When the government decided to bailout the US Auto industry it had a vision to save it, not to make a profit. As a result the US government lost $11.2 billion dollars in the bailout of General Motors. The US treasury originally invested $49.5 billion in GM. According to the SIGTARP quarterly report to Congress, $6.7 billion in debt in GM (which was subsequently repaid), in addition to $2.1 billion in preferred stock and a 61% common equity stake. “Treasury sold its last shares in General Motors Company (“GM”) on December 9, 2013.” Separately, on March 20, 2014, Treasury wrote off an $826 million administrative claim in the company’s 2009 bankruptcy, ending all taxpayer involvement with GM.”
We are focusing on the financial losses like it was a business decision by the government to bailout GM when it was the exact opposite. Treasury Department spokesman Adam Hodge said the agency was not looking to make money. “The goal of Treasury’s investment in GM was never to make a profit, but to help save the American auto industry, and by any measure that effort was successful,” he said.

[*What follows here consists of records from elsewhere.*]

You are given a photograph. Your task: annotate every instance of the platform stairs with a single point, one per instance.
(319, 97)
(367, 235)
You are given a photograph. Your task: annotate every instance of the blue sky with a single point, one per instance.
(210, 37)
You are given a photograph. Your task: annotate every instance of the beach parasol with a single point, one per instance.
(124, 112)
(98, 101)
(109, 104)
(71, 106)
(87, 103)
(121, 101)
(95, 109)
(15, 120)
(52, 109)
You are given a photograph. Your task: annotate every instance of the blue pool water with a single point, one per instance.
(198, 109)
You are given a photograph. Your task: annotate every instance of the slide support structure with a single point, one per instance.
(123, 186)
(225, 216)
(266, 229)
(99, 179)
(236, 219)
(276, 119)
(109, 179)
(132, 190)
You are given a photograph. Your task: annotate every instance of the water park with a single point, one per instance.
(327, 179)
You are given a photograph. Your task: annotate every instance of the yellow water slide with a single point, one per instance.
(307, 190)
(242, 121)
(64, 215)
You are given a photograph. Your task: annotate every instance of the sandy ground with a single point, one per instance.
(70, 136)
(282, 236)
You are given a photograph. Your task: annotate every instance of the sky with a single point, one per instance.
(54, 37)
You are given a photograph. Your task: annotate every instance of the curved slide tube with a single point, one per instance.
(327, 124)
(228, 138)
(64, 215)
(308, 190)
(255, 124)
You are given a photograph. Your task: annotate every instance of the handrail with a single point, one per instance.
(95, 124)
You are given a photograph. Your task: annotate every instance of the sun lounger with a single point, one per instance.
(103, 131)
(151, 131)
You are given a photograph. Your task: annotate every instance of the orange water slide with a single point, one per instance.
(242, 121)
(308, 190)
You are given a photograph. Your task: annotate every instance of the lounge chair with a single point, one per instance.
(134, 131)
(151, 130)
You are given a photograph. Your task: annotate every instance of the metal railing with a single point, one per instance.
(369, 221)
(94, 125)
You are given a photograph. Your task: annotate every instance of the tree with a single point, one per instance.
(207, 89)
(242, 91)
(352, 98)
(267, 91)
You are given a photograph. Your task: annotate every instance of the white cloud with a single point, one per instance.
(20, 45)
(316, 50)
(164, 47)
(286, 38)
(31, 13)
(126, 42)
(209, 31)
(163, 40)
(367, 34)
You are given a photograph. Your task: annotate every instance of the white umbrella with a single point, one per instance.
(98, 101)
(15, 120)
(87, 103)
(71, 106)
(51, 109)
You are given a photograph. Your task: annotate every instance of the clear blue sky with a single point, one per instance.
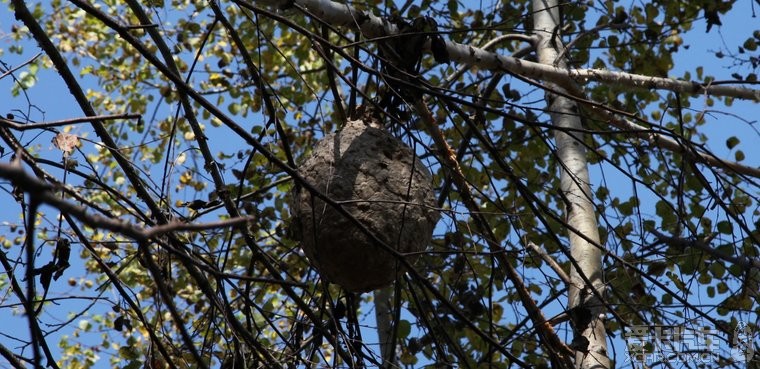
(55, 103)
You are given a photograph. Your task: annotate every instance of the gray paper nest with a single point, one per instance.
(381, 183)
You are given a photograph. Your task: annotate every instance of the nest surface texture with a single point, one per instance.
(382, 184)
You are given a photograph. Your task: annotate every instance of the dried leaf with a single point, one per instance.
(66, 142)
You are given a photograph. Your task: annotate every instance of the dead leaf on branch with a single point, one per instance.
(66, 142)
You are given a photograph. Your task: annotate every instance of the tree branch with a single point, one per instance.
(372, 26)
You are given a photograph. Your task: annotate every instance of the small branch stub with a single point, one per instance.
(381, 183)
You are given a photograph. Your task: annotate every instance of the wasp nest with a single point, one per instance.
(380, 182)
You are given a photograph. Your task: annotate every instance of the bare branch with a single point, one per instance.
(57, 123)
(372, 26)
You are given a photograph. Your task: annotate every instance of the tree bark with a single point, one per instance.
(586, 286)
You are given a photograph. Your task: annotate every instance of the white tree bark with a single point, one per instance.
(580, 214)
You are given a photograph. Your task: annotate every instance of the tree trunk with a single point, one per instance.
(586, 286)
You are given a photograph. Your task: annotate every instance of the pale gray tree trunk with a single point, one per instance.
(584, 297)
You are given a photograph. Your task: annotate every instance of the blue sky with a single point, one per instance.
(738, 120)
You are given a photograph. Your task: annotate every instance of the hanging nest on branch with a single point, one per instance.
(381, 183)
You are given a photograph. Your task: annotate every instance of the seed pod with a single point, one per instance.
(381, 183)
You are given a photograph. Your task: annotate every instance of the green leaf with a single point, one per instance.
(732, 141)
(725, 227)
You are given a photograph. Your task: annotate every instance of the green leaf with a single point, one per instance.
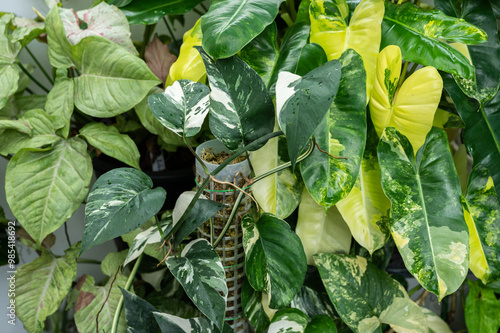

But now the government is again involved with GM, and it’s not in a saving/bailout mood. GM is currently under investigation from the Justice Department and by the SEC for a faulty ignition switch. Which has finally been recalled after it reportedly led to 13 deaths over the years. GM could be on the hook for billions of dollars in damages and the government won’t be jumping in to save them this time. The bailout was to save an industry and its economy, not to reward moral irresponsibility and greed.